Found a chart, check out 906.3
http://www2.iccsafe.org/states/virginia/Plumbing/PDFs/Chapter 9_Vents.pdf


----------



## frodo (Jan 3, 2015)

using your tape measure,  can you mark on your floor plan lay out

where the existing plumbing is.   onto the new floor plan?


----------



## frodo (Jan 3, 2015)

................


----------



## complextlt (Jan 6, 2015)

Sorry it took so long to get back to you. I attached another image of the floor plan, as well as an image of the current plumbing.  It is 82" from the left wall to the spot perpendicular to where the plumbing comes out of the wall; and 42" from where the plumbing is to where I would like to extend it.  If I understand what you're asking, where the drain is coming out of the wall (I guess it actually goes INto the wall, but nevertheless), it comes straight out, then turns left a little before dipping downward and finally going up into the sink.

So, I'm basically wondering if the drain and the hot and cold lines can be extended to that position on the new floor plan ... the left side of the new vanity would butt up against the wall where the plumbing is currently, so I guess holes would be made in the side of the vanity for the plumbing to be extended to where the sink will be.


----------



## nealtw (Jan 6, 2015)

Let's try this again.

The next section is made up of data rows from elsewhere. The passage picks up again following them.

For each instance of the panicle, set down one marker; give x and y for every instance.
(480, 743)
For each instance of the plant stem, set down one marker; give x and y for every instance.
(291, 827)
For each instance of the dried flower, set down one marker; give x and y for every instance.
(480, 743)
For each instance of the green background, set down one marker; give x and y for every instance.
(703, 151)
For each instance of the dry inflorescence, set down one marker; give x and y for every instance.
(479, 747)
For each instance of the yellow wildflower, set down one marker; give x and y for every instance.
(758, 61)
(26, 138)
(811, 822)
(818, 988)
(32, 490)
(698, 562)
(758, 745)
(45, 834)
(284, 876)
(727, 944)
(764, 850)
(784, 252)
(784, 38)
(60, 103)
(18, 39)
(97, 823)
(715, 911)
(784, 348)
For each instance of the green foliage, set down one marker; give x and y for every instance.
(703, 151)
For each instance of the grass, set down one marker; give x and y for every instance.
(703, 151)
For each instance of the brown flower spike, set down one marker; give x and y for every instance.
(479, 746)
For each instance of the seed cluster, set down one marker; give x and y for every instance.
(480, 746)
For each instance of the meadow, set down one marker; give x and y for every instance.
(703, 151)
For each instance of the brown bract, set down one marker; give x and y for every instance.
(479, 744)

Some where bhind the sink, toilet or tub on that wall is a pipe going up thru the roof. That pipe is a vent stack. So we are trying to figure out how far over it from where your pipe enters the wall. Then we add that figure to your 42" for the length of your new run.
In the photo there is an air vent just below your pipe perhaps you could remove that and feel around to see what the pipe is doing inside the wall.
PS: that is a bad place for an air vent and maybe there just to hide a hole from an earlier plumbing repair.


----------



## frodo (Jan 6, 2015)

need to know what state you are in for what code you are under


----------



## complextlt (Jan 6, 2015)

Live in Alabama.  

Will check behind the vent this evening.  

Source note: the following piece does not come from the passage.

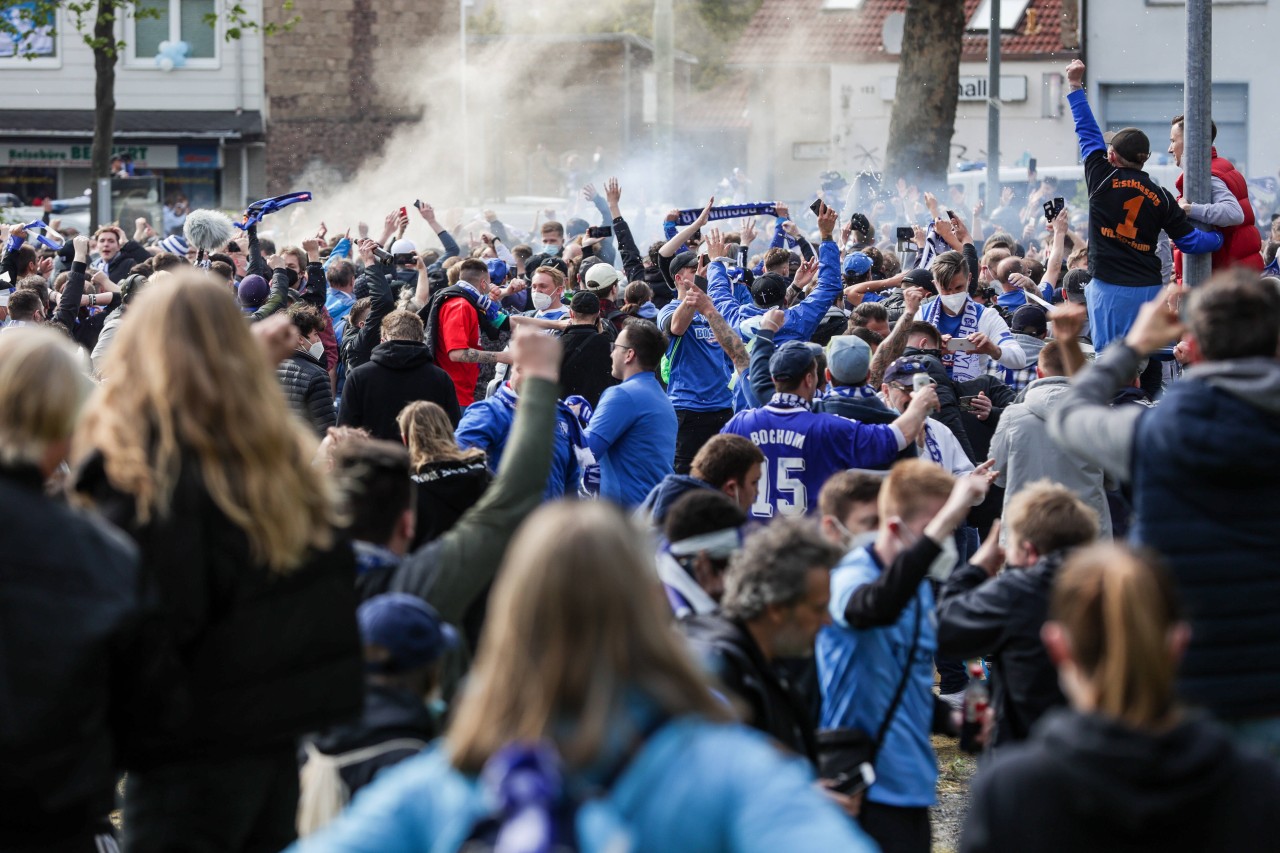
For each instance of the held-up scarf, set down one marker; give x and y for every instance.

The measurement from the left WALL to the center of the current sink is 82".  Or do you mean from the TUB to the center of the sink?


----------



## complextlt (Jan 6, 2015)

It looks like the vent pipe comes up from the floor and goes straight into the wall (the second wall behind the "sink wall".  So, I guess that means from that pipe to where the new (extended) plumbing would be is about 42".  And yes, the vent cover is simply to cover a big hole.  Bonus info:  a plumber previously was looking back there, stuck his hand in and was splashing around in water.  Isn't that lovely?


----------



## nealtw (Jan 6, 2015)

Ok, I'm still not sure we have the answer yet, Just to clairify. The drain pipe goes down thru the floor and there is another pipe (vent pipe )that goes sideways and is attached to the drain pipe.


----------



## CallMeVilla (Jan 6, 2015)

Your vent issue is easily solved by using an Air Admittance Valve in the drain.  The picture provides a typical under-sink application. This allows "air behind water" and stops sewer gasses from re-entering the room.  Since it is accessible for maintenance, it should pass inspection.   

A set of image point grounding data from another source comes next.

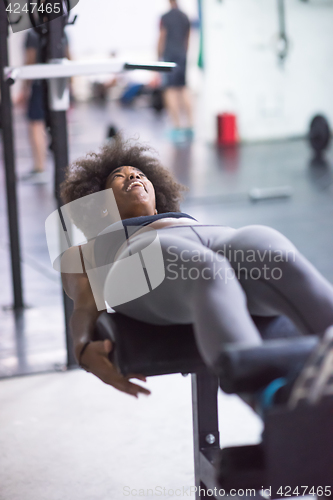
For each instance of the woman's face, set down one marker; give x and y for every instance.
(133, 192)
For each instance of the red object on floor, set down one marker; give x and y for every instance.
(227, 129)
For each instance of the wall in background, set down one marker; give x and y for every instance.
(242, 73)
(128, 28)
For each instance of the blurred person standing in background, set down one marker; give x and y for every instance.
(33, 96)
(172, 46)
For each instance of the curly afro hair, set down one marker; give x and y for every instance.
(88, 175)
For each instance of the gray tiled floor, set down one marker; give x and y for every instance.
(66, 435)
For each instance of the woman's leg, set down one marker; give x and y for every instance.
(276, 278)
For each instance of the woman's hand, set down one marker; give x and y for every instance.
(95, 360)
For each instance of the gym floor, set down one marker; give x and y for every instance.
(58, 436)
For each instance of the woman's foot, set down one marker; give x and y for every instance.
(316, 378)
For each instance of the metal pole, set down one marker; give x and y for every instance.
(58, 130)
(9, 160)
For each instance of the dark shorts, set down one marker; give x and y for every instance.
(177, 76)
(36, 103)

We use these in remodel situations which prevent easy connection to existing vents.  Your only challenge is the drain pipe itself.  Your best bet would be 2" pipe but 1 1/2" is common and typically allowed.  (Remember:  Many sink drains are 1 1/4" at the tail pipe so a simple plastic adapter washer that takes you from 1 1/4" to 1 1/2" is used)  You will need a slope of at least 1/8" per foot from the end of the p-trap to the drain stack connection.  If you are stuck with multiple 90 degree turns, a steeper slope is preferred.  However, your distance to the drain stack is less than 6 feet, so I believe you are good to go.


----------



## frodo (Jan 7, 2015)

ok,  your alabama,  so its IPC code.  your good to go on the length.  if it was upc.  you would have problems.

looks to me like all your going to need to do is  put a coupling on your drain pipe and extend it

are you going to build a 1/2 wall for vanity to sit against?   if so,  line the wall up with the plumbing drain pipe.


----------



## frodo (Jan 7, 2015)

CallMeVilla said:


> Your vent issue is easily solved by using an Air Admittance Valve in the drain.  The picture provides a typical under-sink application. This allows "air behind water" and stops sewer gasses from re-entering the room.  Since it is accessible for maintenance, it should pass inspection.
> 
> We use these in remodel situations which prevent easy connection to existing vents.  Your only challenge is the drain pipe itself.  Your best bet would be 2" pipe but 1 1/2" is common and typically allowed.  (Remember:  Many sink drains are 1 1/4" at the tail pipe so a simple plastic adapter washer that takes you from 1 1/4" to 1 1/2" is used)  You will need a slope of at least 1/8" per foot from the end of the p-trap to the drain stack connection.  If you are stuck with multiple 90 degree turns, a steeper slope is preferred.  However, your distance to the drain stack is less than 6 feet, so I believe you are good to go.




that fitting is illegal
1003.0  traps described
1003.2
No more than one [1] approved slip joint fitting may be used on the outlet side of the trap


----------